Sur ces deux points, la cassation est intervenue.

 

-         En premier lieu, la cour de cassation juge que l’échéancier des amortissements doit être joint à l’offre préalable et doit préciser pour chaque échéance la part de l’amortissement du capital par rapport à celle couvrant les intérêts.

 

-         Du chef de la violation de cette seule disposition, la Cour de Cassation a prononcé la nullité du contrat de prêt indiquant que le nom respect des dispositions d’ordre public de la loi du 13 juillet 1979 doit être sanctionné non seulement par la déchéance du droit aux intérêts mais encore par la nullité du contrat de prêt.

 

-         Par cet arrêt, la Cour de Cassation pose explicitement le principe de la coexistence des deux sanctions.

 

-         Ainsi, la Cour de Cassation semble s’être attaché à la lettre du texte qui dispose que le prêteur « pourra » être déchu du droit aux intérêts.

 

-         Cette disposition était interprétée jusqu’à présent comme la reconnaissance du pouvoir du juge d’appliquer ou non la sanction selon la gravité du manquement constaté mais devient maintenant, selon l’interprétation qui en a donné par la Cour de Cassation, une option offerte en faveur de la nullité.

 

 

SUR LA SAISINE DE LA CHAMBRE DES CRIEES

 Au prétexte d’un commandement du 20 octobre 2003 valide

 

En date du 11 mars 2003, le conseil des sociétés CETELEM, ATHENA banque, PASS, Maître MUSQUI avocat a déposé une requête à la chambre des ventes au TGI de Toulouse.

( Ci-joint pièce N° 5  ).

 

       Le contenu de cette requête et ci jointe en pièce de procédure.

 

Que par jugement en date du 19 décembre 2002, il a été constaté.

 

En ce qui concerne la saisie engagée à l’encontre de Monsieur LABORIE selon exploit du 22 octobre 1999, que le commandement n’avait pas été publié dans les quarante jours et que la déchéance était encourue.

 

Et en ce qui concerne la procédure engagée à l’encontre de Madame LABORIE par exploit du 24 septembre 2002 que la seule mention du débit des frais de publicité au compte de l’avocat poursuivant ne valait pas preuve suffisante de la publication et que faute de publication la procédure n’était pas engagée.

 

Que le second original en question avec mention de la publicité a été retourné à l’avocat poursuivant le 23 janvier comme en fait foi le cachet postal.

 

Que pour reprise de la saisie et pour éviter un refus de publier qui sera nécessairement opposé pendant les trois ans de la publication du commandement susvisé, avec l’accord de l’avocat poursuivant et à sa demande, il y a lieu au juge de la chambre des criées de constater la déchéance de la procédure engagée à l’encontre de et d’ordonner la radiation de cette publication faite à TOULOUSE ( 3er bureau) en date du 2 octobre 2002, volume 2002 S N°14, faute de quoi, aucune autre poursuite ne pourra être utilement reprise pendant une nouvelle période de 3 ans.

 

En date du 16 mai 2006

 

La cour d’appel de Toulouse a reconnu que la société ATHENA banque a fait l’objet d’une fusion absorption par la Banque AGF, approuvée par délibération de l’assemblée générale du 9 décembre 1999. ( ci-joint arrêt du 16 mai 2006 pièce N°6 )

 

Qu’en application de l’article L 236-3 du code de commerce, cette fusion a entraîné la dissolution sans liquidation de la société ATHENA banque qui a disparu à compter de cette date.
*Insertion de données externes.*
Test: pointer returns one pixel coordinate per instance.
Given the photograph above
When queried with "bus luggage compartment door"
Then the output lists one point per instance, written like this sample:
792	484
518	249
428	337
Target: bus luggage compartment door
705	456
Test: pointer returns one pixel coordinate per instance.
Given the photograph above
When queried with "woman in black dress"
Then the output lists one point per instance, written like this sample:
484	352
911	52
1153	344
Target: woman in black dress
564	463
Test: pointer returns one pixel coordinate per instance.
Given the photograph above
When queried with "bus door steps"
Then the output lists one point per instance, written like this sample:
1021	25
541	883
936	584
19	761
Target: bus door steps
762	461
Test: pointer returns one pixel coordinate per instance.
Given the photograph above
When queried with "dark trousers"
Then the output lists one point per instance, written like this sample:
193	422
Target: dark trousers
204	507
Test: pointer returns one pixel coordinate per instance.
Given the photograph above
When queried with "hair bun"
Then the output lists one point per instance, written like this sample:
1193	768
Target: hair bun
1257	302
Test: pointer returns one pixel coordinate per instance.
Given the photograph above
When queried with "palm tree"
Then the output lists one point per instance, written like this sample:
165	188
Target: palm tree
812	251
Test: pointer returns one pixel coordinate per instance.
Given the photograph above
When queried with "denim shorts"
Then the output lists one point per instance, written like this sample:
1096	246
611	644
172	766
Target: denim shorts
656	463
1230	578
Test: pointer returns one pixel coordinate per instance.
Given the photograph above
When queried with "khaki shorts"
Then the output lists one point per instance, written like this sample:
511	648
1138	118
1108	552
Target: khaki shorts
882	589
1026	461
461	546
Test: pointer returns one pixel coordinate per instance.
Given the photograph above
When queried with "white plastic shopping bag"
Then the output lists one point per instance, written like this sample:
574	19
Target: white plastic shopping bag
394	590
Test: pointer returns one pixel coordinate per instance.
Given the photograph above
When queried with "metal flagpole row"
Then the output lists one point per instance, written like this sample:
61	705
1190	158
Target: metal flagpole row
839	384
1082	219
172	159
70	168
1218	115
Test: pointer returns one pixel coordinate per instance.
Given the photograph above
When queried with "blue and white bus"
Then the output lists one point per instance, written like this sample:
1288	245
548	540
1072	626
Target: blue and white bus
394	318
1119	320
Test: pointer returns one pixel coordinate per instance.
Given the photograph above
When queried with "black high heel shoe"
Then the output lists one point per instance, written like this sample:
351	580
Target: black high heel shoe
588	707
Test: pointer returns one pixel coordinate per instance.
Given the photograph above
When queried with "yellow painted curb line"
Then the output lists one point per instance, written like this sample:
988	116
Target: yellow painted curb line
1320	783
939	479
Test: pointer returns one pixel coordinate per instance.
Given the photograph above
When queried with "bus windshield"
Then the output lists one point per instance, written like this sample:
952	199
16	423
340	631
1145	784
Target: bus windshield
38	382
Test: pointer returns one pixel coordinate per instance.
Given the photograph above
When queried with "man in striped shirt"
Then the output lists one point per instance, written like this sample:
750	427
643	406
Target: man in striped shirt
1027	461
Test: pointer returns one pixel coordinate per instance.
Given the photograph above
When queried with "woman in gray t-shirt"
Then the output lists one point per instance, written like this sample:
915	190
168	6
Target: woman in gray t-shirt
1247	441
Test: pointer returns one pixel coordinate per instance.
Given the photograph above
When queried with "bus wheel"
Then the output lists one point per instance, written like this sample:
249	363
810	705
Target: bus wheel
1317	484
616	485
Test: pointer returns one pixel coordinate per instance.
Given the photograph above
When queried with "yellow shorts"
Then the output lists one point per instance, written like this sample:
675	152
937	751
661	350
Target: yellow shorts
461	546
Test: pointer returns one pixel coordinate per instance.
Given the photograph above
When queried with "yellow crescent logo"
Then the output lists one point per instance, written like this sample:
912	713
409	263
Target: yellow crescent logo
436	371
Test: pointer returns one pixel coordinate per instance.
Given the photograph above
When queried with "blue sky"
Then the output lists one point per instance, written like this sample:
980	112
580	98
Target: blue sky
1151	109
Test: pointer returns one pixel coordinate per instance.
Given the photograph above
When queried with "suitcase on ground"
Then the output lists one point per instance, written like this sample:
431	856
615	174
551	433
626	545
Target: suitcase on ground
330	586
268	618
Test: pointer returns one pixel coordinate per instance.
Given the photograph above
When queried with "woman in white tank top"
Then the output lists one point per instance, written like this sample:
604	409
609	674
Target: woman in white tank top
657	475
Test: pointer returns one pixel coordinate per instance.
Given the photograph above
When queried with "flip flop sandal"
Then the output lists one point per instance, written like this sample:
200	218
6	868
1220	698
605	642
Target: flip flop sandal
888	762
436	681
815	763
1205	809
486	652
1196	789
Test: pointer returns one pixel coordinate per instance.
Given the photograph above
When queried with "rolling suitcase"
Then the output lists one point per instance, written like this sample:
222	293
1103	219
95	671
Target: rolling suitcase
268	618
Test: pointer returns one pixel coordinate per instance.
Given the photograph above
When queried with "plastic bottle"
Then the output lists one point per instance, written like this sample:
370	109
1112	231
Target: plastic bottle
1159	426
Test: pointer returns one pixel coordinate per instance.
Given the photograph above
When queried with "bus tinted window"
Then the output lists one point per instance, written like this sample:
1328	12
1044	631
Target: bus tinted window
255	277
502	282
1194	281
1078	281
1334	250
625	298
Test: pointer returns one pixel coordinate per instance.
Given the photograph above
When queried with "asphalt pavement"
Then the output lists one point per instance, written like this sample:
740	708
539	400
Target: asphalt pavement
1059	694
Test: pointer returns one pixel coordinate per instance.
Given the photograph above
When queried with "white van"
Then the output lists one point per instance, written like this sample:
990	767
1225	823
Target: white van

Qu’il est donc entaché d’une irrégularité de fond pour défaut de capacité au sens de l’article 117 du nouveau code de procédure civile, l’acte délivré par la société ATHENA banque le 5 septembre 2003 après cette fusion absorption alors que cette société n’avait plus d’existence juridique.

 

S’agissant d’une irrégularité de fond celle-ci doit être accueillie.

 

Cette irrégularité entraîne la nullité du commandement délivré le 5 septembre 2003 dans son entier dés lors que les créancier poursuivant représenté par la même personne morale et ayant donné un seul pouvoir spécial ont délivré un seul commandement et qu’un tel acte unique destiné à la publication est indivisible par sa nature

 

Qu’en conséquence, la requête présentée le 11 mars 2003, constitue encore un faux en écriture publique, doit d’être déclarée nulle à ce jour.

 

Doit être donc mis en exécution comme le dit si bien le conseil des partie,

       Aucune autre poursuite ne pouvait être utilement reprise pendant une nouvelle période de 3 ans. Soit jusqu’au 24 septembre 2005.

 

La chambre des criées ne pouvait être saisie par un commandement du 20 octobre 2003 aux fin de saisie immobilière délivrée par la société CETELEM ; PASS ; ATHENA ( AGF) en l’absence de la requête ci-dessus du 11 mars, frappée de nullité et autre ci-dessous.

 

·        1) Titres exécutoires de créances réguliers.

·        2) Pouvoir en saisie immobilière réguliers.

·        3) Signification régulière d’un commandement en saisie immobilière régulière.

·        4) Régularité du commandement sur le fond et la forme.

·        5) Publication à la conservation des hypothèques dans le délai légal.

·        6) Dépôt du cahier des charges et son contenu régulier.

·        7) Voies de recours en opposition du commandement du 20/10/03 JEX

·        8) Conséquences, la chambre des criées ne peut être saisie légalement

 

Ces obligations pour saisir la chambre des criées sont d’ordre public, articles 551 ; 673 ; 674 ; 688 ; 689 ACPC.

 

Une analyse précise sur l’irrégularité de chacun des actes, annulant la saisine de la chambre des criées.

 

1) Sur les titres irréguliers et exécutoires de créances.

 

LE BENIFICAIRE DU JUGEMENT

 

Le bénéficiaire du jugement qui n'obtient pas spontanément l'exécution des condamnations et qui veut contraindre le perdant doit d'abord disposer d'un titre revêtu de la formule exécutoire.

 

Il doit ensuite porter la décision à la connaissance de son adversaire en la notifiant. Toutefois, ces deux premières conditions ne permettent la mise à exécution que dans la mesure où le jugement a force de chose jugée et où le gagnant peut en prouver le caractère exécutoire.

 

Un titre exécutoire doit avoir épuisé les voies de recours, ce qui en n’était pas le cas en l’espèce au vu des procès verbaux pré imprimés de la SCP d’huissier PRIAT ; COTIN… qui atteste que la signification des jugements rendus en premier ressort n’ont pu se faire à personne physique.

 

       La seule obligation qui pèse sur l’huissier de justice est de faire une tentative de signification à personne en se rendant à son domicile du destinataire : de se représenter au domicile ou de se présenter au lieu de travail ( CA Toulouse, 29 juin 1994 : Juris-Data N° 046293 ).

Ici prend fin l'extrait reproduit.